A trilha tosca estava ligeiramente desgastada e, em certos lugares, não existia. Por ter sido feita pelos animais, ela freqüentemente retrocedia e fazia longos desvios. Mesmo assim, com todas as suas falhas, ainda era o caminho mais rápido para sair das montanhas.
A Espinha era um dos poucos lugares que o rei Voldemort não podia dizer que era dele. Ainda contavam histórias sobre como metade do exército dele desapareceu depois de marchar para dentro da antiga floresta. Uma nuvem de fatalidade e de má sorte parecia pairar sobre o lugar. Embora as árvores crescessem bem altas, e o céu fosse brilhante, poucas pessoas conseguiam ficar um bom tempo na Espinha sem sofrer um acidente. Harry era um dos poucos que conseguiam, não por causa de um dom em particular, ele achava, mas por causa de sua constante vigilância e reflexos aguçados. Já caminhava naquelas montanhas há vários anos, mesmo assim ainda procedia com muita cautela. Todas as vezes em que achava que tinha desvendado os segredos das montanhas, algo acontecia para frustrar a compreensão que ele tinha delas, como o aparecimento da pedra.
Mantinha o passo acelerado, e os quilômetros desapareciam rapidamente. No final da tarde, chegou à beira do precipício de uma ravina. O rio Anora corria lá embaixo, na direção do vale Palancar.
Alimentado por centenas de pequenos riachos, o rio era uma força bruta que lutava contra as rochas e pedras que barravam seu caminho. Um rugido baixo enchia o ar.
Acampou em um pequeno bosque perto da ravina e viu a lua nascer antes de se deitar.
O tempo ficou ainda mais frio no dia seguinte e na primeira metade do outro. Harry viajava rapidamente e viu pouco da vida selvagem. Logo depois do meio-dia, ouviu as cataratas Igualda cobrindo tudo com o som abafado de milhares de litros de água caindo. A trilha levou-o até uma chapada de ardósia úmida, por onde o rio havia passado que se lançava no vazio do ar e caía por encostas cheias de musgo.

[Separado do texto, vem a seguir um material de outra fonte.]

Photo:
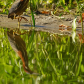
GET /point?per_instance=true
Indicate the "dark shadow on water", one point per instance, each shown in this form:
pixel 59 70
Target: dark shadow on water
pixel 31 25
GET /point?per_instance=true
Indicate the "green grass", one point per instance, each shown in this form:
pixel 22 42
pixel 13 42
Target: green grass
pixel 56 58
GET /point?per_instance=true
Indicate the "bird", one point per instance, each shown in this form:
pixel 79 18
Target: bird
pixel 19 46
pixel 18 7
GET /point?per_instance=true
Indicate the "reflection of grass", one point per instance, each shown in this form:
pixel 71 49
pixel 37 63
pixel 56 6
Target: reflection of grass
pixel 56 57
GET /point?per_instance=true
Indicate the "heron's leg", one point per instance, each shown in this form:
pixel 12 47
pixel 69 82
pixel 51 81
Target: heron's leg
pixel 18 23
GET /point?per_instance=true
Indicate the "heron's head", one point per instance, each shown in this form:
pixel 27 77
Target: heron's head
pixel 27 69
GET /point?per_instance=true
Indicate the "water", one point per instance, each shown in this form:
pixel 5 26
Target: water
pixel 56 58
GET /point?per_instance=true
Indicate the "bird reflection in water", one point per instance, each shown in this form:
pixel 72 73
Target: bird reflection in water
pixel 19 47
pixel 18 7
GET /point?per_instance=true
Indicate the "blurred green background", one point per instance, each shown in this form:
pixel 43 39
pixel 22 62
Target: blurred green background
pixel 56 58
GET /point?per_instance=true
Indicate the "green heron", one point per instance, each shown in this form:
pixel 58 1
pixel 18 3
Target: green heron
pixel 18 7
pixel 19 47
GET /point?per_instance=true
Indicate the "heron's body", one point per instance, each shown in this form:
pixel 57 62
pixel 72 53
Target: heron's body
pixel 18 7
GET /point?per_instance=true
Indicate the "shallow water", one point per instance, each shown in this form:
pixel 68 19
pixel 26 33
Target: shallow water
pixel 56 58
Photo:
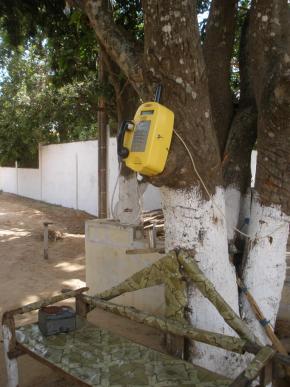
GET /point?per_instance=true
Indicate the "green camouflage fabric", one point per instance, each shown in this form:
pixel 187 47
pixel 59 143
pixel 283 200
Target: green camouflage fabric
pixel 172 326
pixel 99 358
pixel 205 286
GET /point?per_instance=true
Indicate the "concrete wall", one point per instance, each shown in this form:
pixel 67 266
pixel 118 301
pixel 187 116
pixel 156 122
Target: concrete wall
pixel 107 263
pixel 68 176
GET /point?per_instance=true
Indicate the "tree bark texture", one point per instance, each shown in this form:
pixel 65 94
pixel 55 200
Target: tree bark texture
pixel 220 136
pixel 218 48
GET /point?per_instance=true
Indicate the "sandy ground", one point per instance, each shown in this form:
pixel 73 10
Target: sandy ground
pixel 25 276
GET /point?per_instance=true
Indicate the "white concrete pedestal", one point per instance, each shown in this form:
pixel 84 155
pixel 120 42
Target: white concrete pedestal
pixel 107 263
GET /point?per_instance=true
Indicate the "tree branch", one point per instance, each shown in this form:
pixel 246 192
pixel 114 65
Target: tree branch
pixel 118 43
pixel 243 131
pixel 269 41
pixel 218 48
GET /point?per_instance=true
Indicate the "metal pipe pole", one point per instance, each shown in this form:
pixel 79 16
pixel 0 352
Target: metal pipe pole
pixel 102 146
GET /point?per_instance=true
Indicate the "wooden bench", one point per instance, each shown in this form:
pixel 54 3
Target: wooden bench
pixel 93 356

Perante ele estava o vale Palancar, exposto como um mapa aberto. A base das cataratas Igualda, a mais de oitocentos metros abaixo, era o ponto mais ao norte do vale. Perto das cataratas ficava Carvahall, um punhado de edificações de cor marrom. A fumaça branca subia das chaminés, desafiando a área selvagem em volta. Naquela altura, as fazendas eram pequenos retalhos quadrados, menores do que a ponta do dedo dele. A terra em volta delas era ressecada ou arenosa, onde o mato seco dançava ao vento. O rio Anora cortava a terra desde as cataratas até o lado sul de Palancar, refletindo grandes porções da luz do sol. Longe, ele corria por fora do vilarejo de Therinsford e pela solitária montanha Utgard. Além daquilo, ele sabia apenas que o rio virava para o norte e corria para o oceano.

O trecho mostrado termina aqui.